02-06-2012 12:11 PM
I want to know which is the best way for calculations.
If i have a situtation where i have to take counts grouping by state and then grouping by country then i will use PROC SQL.once i will do it with state and then i will do it with country.
As a result it will take two steps
CREATE TABLE STATE_POP AS
SELECT *,COUNT(X) AS STATE_COUNT
GROUP BY STATE
CREATE TABLE STATE_POP AS
SELECT *,COUNT(X) AS COUNTRY_COUNT
GROUP BY COUNTRY
Instead of doing it as two step process.Is there any other way i can do all the calculations in one.
Here i am showing one of my scenario.
My main question is if i have multiple calculations and along with calculations i want to have some other information in the data set.

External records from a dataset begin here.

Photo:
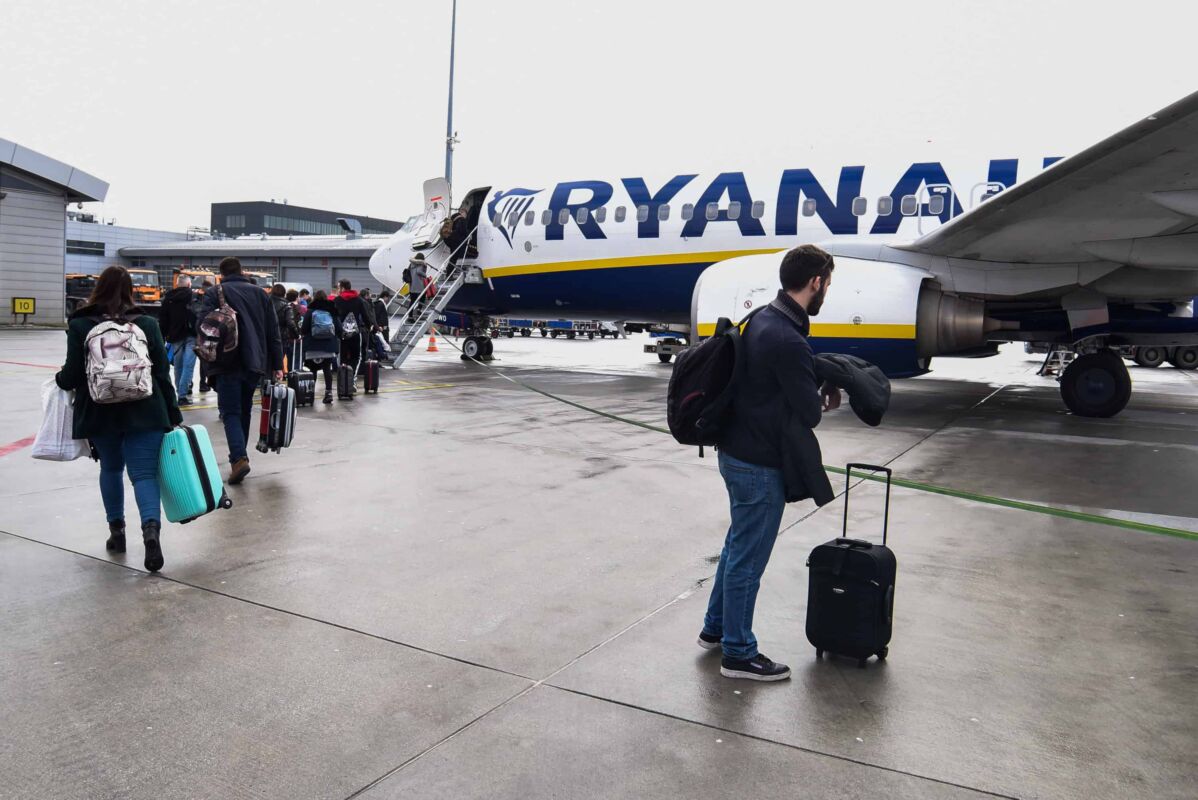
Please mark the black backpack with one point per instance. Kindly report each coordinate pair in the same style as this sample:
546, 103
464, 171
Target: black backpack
702, 385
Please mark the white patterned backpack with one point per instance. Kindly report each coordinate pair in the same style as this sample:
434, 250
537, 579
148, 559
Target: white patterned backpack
118, 362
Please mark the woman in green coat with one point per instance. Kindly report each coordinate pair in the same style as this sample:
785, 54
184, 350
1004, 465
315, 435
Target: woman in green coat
127, 435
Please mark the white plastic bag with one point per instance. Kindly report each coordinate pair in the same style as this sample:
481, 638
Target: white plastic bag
54, 442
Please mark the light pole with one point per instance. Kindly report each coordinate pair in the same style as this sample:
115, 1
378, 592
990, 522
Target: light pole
451, 135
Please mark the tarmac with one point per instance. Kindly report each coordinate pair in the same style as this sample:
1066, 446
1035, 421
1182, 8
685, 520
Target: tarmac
461, 588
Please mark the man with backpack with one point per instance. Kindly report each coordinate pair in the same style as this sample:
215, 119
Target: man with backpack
776, 402
239, 337
177, 317
352, 314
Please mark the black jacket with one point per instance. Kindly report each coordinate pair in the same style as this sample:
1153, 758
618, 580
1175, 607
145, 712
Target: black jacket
867, 387
179, 313
258, 327
778, 404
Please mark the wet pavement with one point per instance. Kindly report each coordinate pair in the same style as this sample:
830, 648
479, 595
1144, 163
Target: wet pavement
463, 588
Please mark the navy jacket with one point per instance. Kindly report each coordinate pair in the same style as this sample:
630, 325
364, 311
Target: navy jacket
258, 327
778, 402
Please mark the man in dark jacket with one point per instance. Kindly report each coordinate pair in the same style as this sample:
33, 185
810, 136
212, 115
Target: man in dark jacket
778, 388
177, 317
259, 353
350, 305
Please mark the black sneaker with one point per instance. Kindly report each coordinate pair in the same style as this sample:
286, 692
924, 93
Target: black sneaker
755, 668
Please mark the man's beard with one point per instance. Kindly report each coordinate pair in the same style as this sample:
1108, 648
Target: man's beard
816, 302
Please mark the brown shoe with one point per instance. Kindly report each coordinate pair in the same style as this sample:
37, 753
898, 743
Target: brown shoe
240, 470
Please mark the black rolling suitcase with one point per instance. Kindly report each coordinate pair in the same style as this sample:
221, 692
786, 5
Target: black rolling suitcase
851, 589
370, 371
345, 380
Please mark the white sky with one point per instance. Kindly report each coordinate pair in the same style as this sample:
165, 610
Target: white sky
342, 105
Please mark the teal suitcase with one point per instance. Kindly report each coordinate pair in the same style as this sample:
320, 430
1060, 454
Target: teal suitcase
188, 474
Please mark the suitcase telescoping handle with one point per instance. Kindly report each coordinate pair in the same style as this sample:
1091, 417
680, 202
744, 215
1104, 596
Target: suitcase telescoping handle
848, 479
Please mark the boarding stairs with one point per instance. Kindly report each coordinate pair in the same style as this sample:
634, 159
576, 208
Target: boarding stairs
410, 323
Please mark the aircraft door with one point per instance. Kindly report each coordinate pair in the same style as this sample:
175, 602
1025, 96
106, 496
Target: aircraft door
427, 229
935, 201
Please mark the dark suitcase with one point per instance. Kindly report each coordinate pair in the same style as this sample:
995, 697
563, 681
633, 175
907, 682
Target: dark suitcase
851, 589
345, 379
370, 371
278, 420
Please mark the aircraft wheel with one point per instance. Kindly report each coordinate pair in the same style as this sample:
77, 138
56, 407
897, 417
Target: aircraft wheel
1185, 357
1149, 357
1096, 385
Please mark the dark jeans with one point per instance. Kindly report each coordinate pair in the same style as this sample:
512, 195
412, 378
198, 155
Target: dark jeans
235, 400
138, 453
757, 496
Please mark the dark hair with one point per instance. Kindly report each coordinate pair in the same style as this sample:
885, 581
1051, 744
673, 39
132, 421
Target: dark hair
803, 264
113, 295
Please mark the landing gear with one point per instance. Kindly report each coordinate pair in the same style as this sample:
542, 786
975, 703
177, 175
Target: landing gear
1185, 357
1096, 385
1149, 357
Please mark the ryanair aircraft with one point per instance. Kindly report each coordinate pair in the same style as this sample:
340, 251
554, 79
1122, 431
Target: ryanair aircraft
1088, 253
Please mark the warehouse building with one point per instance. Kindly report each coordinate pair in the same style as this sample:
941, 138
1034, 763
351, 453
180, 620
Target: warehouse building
35, 191
319, 261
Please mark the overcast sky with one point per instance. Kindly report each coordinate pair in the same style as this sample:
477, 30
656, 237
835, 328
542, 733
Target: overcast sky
342, 105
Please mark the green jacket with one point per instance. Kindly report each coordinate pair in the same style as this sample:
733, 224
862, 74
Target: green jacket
159, 411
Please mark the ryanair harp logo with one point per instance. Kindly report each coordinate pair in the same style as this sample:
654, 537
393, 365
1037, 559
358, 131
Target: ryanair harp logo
507, 210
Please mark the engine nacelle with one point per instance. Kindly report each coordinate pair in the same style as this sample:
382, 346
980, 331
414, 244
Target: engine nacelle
889, 314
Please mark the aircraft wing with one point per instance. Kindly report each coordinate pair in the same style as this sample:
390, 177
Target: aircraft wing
1131, 199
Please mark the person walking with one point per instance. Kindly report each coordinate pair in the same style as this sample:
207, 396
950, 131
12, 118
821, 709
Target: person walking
289, 323
127, 434
352, 314
176, 320
776, 392
321, 343
259, 353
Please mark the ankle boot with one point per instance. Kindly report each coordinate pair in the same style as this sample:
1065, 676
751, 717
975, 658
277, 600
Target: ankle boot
115, 543
150, 532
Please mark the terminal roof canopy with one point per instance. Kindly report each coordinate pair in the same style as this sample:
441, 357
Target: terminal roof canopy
80, 186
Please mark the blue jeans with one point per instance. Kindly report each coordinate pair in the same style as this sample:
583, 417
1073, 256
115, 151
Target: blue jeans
183, 358
138, 453
235, 400
757, 496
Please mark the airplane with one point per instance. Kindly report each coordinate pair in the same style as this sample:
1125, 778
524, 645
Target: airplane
1088, 253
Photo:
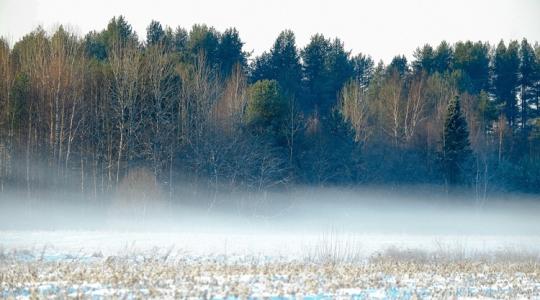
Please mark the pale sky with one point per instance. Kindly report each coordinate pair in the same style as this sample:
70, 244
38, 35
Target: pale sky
382, 28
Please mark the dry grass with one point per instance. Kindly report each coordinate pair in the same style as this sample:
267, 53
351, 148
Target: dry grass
167, 274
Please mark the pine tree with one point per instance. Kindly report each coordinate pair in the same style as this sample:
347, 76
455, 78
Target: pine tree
456, 148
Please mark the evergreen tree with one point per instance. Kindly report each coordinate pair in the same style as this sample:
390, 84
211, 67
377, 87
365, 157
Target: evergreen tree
230, 52
473, 60
505, 79
455, 148
363, 67
285, 64
266, 109
527, 80
154, 33
424, 59
398, 64
442, 58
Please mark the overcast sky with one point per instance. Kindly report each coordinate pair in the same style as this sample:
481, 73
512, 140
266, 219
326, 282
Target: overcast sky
380, 28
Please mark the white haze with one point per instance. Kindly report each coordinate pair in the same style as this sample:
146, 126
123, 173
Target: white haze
277, 223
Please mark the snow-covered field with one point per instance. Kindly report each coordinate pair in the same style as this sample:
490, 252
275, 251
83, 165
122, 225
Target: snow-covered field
346, 246
101, 264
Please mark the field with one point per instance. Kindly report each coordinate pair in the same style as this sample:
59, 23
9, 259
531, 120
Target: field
94, 264
319, 244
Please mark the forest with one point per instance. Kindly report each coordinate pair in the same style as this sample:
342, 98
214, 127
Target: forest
192, 106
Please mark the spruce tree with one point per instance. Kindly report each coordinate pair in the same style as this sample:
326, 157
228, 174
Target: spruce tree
456, 148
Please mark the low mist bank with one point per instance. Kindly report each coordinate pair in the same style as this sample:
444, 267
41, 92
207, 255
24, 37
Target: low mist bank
303, 210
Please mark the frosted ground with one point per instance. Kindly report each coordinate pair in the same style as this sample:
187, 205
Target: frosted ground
350, 245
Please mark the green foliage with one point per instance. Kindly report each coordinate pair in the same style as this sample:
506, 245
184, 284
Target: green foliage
266, 108
398, 64
529, 71
456, 147
326, 68
363, 67
282, 64
230, 52
505, 79
154, 33
473, 60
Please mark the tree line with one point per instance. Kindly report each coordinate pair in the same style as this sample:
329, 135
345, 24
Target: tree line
194, 106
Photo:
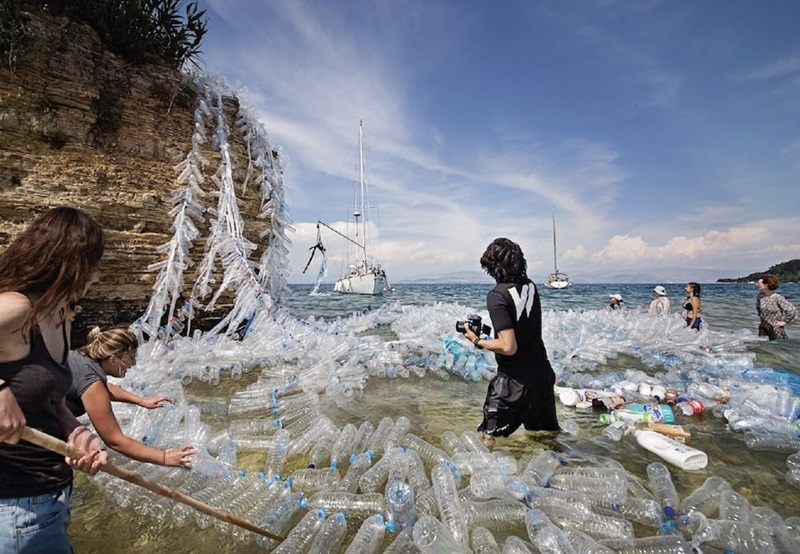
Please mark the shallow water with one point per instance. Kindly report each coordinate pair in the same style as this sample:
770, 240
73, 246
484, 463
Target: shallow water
434, 405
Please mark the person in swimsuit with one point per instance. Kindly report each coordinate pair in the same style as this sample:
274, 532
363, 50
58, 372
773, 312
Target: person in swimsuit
43, 273
692, 306
522, 391
113, 352
773, 309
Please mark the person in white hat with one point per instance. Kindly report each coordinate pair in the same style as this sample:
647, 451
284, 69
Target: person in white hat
660, 304
616, 302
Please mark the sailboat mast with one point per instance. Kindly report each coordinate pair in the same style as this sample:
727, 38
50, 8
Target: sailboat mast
555, 253
363, 185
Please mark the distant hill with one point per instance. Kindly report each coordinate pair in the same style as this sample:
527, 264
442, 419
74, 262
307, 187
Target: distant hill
787, 272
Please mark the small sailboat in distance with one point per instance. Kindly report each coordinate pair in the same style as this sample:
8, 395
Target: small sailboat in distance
557, 279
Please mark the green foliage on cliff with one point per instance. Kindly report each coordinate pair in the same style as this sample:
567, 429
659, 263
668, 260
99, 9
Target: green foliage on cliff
787, 272
138, 30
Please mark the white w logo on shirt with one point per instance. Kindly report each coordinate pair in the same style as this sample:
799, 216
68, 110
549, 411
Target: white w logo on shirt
523, 302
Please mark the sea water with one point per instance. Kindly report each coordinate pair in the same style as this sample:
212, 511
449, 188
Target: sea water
434, 406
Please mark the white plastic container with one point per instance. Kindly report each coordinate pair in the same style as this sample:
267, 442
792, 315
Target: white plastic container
677, 454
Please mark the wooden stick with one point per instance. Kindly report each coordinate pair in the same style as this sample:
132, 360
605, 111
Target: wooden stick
67, 450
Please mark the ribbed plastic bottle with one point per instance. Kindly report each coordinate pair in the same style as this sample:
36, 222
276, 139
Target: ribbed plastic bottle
663, 488
358, 466
276, 457
369, 537
343, 446
470, 462
356, 505
483, 542
584, 544
451, 443
541, 469
665, 544
320, 455
400, 507
331, 536
473, 442
501, 516
733, 506
432, 537
401, 427
303, 534
363, 435
450, 508
378, 438
705, 498
429, 453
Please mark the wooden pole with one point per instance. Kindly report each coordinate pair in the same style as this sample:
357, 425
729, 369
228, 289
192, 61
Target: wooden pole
51, 443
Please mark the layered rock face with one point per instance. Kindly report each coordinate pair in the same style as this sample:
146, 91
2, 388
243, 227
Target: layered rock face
82, 127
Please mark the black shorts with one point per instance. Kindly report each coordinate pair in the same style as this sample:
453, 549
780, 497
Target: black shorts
510, 403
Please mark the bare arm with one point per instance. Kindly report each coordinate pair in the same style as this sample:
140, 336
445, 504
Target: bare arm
505, 343
97, 402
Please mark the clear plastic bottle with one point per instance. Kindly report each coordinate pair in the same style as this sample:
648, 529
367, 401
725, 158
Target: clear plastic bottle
452, 444
343, 446
400, 508
541, 469
363, 435
312, 480
733, 506
432, 537
369, 537
663, 488
470, 462
401, 427
705, 498
584, 544
450, 508
331, 536
378, 438
356, 505
359, 464
303, 534
276, 457
426, 450
483, 542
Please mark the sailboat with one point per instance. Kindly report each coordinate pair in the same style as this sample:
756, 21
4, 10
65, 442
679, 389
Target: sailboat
364, 275
557, 279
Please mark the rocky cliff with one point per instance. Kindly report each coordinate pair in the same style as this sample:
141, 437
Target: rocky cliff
80, 126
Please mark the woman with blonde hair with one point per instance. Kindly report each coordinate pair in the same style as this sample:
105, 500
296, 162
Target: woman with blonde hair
773, 309
46, 269
112, 353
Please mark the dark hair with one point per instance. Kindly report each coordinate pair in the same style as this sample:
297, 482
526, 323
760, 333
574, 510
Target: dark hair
771, 281
504, 261
54, 259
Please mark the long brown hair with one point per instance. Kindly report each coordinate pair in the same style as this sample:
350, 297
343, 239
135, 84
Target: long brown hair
53, 259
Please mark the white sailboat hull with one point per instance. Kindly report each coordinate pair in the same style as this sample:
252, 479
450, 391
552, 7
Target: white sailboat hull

Which is the best procedure to use so that it will minimize the steps.
02-06-2012 12:38 PM
Country? or County?
Not all Countries have "states"
I have used nested sql in the past
create table populations as
select *, count(x) as country_count
from (select * , count(x) as state_count
group by country , state
group by country
You can also use proc summary to accomplish the same thing;
Off the top of my head, I think the following is approximately correct.
proc summary data=test;
by country state;
var country state ;
output out=populations N(country,state)= ;
There may be need for an "nway" option.
The resulting data set has some additional columns so that you can get the combined result set of both counts.
02-07-2012 01:47 AM
A refinement on Chuck's code.
proc summary data=sashelp.shoes nway;
class region subsidiary;
output out=counts ;
proc print data=counts;
run;Use the CLASS (no sorting required), no var statement (summary counts by default), the NWAY gives counts of the interaction. Remove the NWAY to get the counts of higher summary levels.
02-07-2012 07:43 AM
Lately there seems to be a lot of questions regarding using PROC SQL to do things that there are other PROCS that are specifically written to accomplish (PROC FREQ, PROC MEANS/SUMMARY, PROC REPORT, etc.), or would be better done inside a DATA step. Maybe I am too old school, but I just wonder why PROC SQL seems to be the default.
02-07-2012 08:20 AM
I've seen two sets of rationale. One, a number of new SAS users who feel more comfortable and experienced with SQL. Two, some of our GUI-oriented relatives who, for whatever reason, think they can only apply the needed manipulations/analyses only or more easily with SQL.
02-07-2012 08:53 AM
It's an educational thing. Students are taught SQL and have to use EXCEL. When I took the "Statistics using SAS" courses in College, I knew way more about SAS then the instructors. Even NC state's SAS programs (where SAS was created by Mr. Goodnight at the time) are declining.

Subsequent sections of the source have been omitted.